Description and Objectives
This course surveys important developments, implications, and problems in the development of modern information technologies, emphasizing their relevance to the Internet and other current contexts. Students are expected to become conversant with the technical and intellectual roots of technological development and at the same time to understand important social issues in which that development is implicated. Beginning with the transition from orality to literacy and moving through the emergence of print, the course situates innovation in larger narratives of cultural change and historical process, continuing into the post-Cold-War expansion. Instructors will focus on various relevant themes that may include electronic democracy, the digital divide, globalization and post-nationalism, identity and security issues, and the social implications of "mass" versus "hyper" media.
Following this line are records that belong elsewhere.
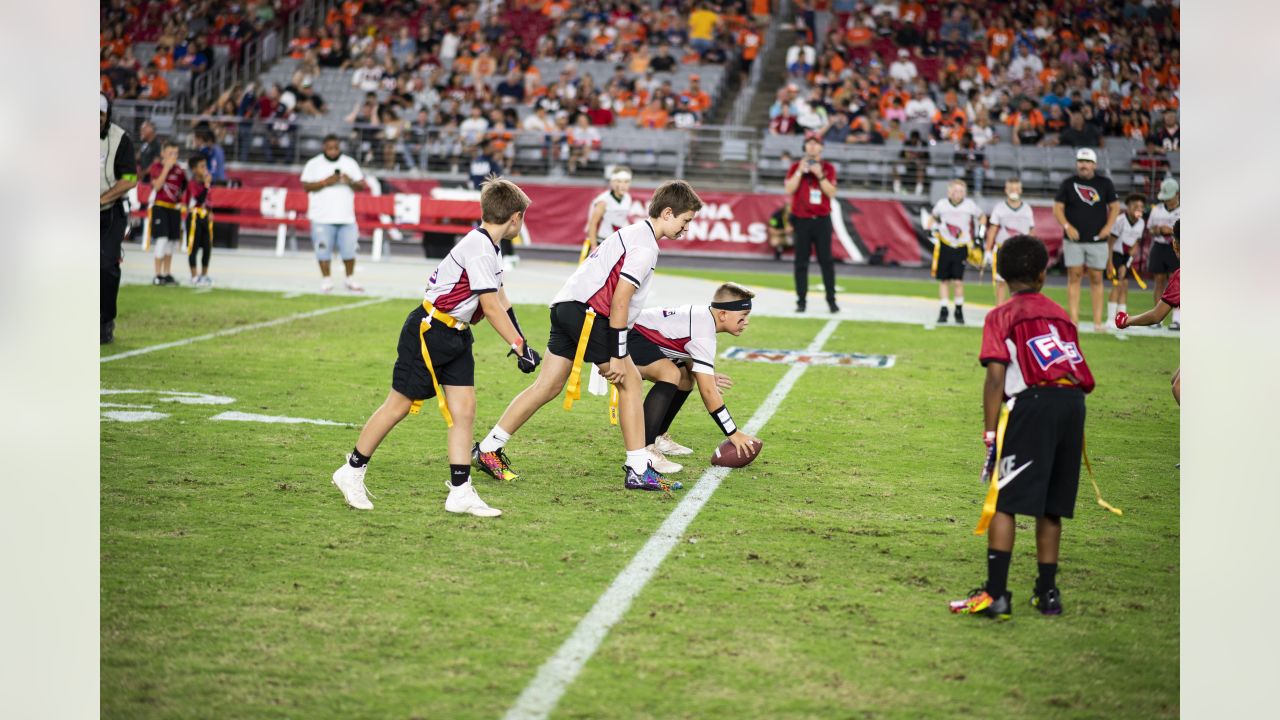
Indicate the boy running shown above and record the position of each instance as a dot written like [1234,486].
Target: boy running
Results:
[1168,302]
[1033,406]
[590,317]
[671,346]
[954,222]
[168,185]
[1125,235]
[1008,219]
[434,356]
[200,220]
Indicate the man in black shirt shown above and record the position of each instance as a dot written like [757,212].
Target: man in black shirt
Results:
[118,173]
[1086,206]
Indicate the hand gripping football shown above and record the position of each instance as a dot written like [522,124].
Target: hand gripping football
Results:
[726,455]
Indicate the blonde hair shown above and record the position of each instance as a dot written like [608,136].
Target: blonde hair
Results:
[501,199]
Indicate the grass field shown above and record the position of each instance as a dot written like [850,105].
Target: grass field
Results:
[236,583]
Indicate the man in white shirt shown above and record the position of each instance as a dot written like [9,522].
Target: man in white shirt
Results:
[332,180]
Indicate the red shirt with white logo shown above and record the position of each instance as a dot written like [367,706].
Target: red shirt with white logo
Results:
[1033,336]
[809,200]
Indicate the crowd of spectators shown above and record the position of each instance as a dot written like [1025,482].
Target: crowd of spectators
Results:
[1064,72]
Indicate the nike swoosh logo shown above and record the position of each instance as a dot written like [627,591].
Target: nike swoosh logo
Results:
[1010,477]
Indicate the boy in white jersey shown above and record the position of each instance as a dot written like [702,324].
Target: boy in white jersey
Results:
[434,356]
[1125,235]
[609,210]
[590,317]
[954,222]
[1009,219]
[672,346]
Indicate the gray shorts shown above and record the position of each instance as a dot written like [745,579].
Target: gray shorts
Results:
[1089,254]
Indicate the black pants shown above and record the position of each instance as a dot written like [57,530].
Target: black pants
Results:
[110,240]
[814,232]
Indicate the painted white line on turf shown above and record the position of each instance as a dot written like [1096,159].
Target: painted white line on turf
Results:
[553,678]
[242,328]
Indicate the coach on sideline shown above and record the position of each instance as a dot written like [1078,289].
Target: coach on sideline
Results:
[1086,206]
[812,183]
[117,174]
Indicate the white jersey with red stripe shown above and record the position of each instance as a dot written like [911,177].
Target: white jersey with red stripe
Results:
[1011,222]
[630,254]
[472,268]
[616,213]
[956,224]
[681,333]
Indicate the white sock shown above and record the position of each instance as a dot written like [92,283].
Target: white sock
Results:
[494,441]
[638,460]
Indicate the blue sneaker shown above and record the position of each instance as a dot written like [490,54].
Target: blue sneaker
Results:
[650,481]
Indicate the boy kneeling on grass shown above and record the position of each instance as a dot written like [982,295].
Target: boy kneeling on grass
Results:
[1033,406]
[434,356]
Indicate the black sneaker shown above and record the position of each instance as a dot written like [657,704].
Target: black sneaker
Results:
[1048,602]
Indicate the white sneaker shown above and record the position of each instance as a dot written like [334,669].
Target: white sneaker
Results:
[661,463]
[351,482]
[464,499]
[668,446]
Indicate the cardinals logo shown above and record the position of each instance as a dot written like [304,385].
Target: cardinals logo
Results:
[1087,194]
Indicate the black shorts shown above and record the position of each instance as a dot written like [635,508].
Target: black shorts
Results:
[167,222]
[1041,455]
[451,356]
[1162,259]
[567,327]
[950,261]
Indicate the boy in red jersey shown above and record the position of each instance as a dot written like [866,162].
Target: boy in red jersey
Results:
[1033,410]
[1168,302]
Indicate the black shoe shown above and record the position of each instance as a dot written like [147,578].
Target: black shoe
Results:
[1048,602]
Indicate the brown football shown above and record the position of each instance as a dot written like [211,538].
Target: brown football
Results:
[726,455]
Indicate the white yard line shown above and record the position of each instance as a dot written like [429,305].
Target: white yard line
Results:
[242,328]
[554,677]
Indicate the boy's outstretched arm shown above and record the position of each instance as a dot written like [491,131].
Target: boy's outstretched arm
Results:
[1150,318]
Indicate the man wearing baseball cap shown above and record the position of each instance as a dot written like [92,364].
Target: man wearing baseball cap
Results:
[1164,261]
[1086,206]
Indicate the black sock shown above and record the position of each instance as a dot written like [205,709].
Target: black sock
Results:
[357,460]
[1047,578]
[676,404]
[656,406]
[460,474]
[997,572]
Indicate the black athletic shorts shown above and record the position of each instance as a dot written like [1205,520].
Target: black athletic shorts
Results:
[1162,259]
[451,356]
[1041,455]
[951,263]
[167,222]
[567,326]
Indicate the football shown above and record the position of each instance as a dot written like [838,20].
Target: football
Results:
[726,455]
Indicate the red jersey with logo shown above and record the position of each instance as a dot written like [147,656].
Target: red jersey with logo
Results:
[1173,291]
[1033,336]
[809,200]
[472,268]
[631,255]
[174,183]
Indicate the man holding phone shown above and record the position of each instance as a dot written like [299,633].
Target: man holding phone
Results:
[332,180]
[812,183]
By the end of this course, students will have a broad understanding of a variety of theoretical and disciplinary approaches to the subject of culture in the age of digital communications technologies. They will have applied a research method to one information technology-supported cultural practice and investigated the intersection between human practices and information technologies' affordances.


Required Texts
Howard, Phillip N. and Steve Jones, Eds.
Society Online. Sage, 2004.
ISBN: 0761927085


Jones, Steve, Ed.
Doing Internet Research. Sage, 1999.
ISBN: 0761915958


McCaughey, Martha and Michael Ayers, Eds.
Cyberactivism. Routledge, 2003.
ISBN: 0415943205


Watts, Duncan.
Six Degrees. WW Norton, 2003.
ISBN: 0393041425


Wellman, Barry and Haythornthwaite, Caroline (eds).
The Internet in Everyday Life. Blackwell Publishing, 2002.
ISBN: 0631235086


Plus handouts and on-line assignments listed on the syllabus.


Assignments and Grading Scheme
short paper September 30 20%
research question October 14 05%
research design October 28 15%
research report December 16 50%
participation 10%


Additional Policies
A statement of general academic policies appears on my Web site. That statement is an extension of this document. See http://iat.ubalt.edu/kaplan/policies.htm.

Please also read the University's policies in the Student Handbook.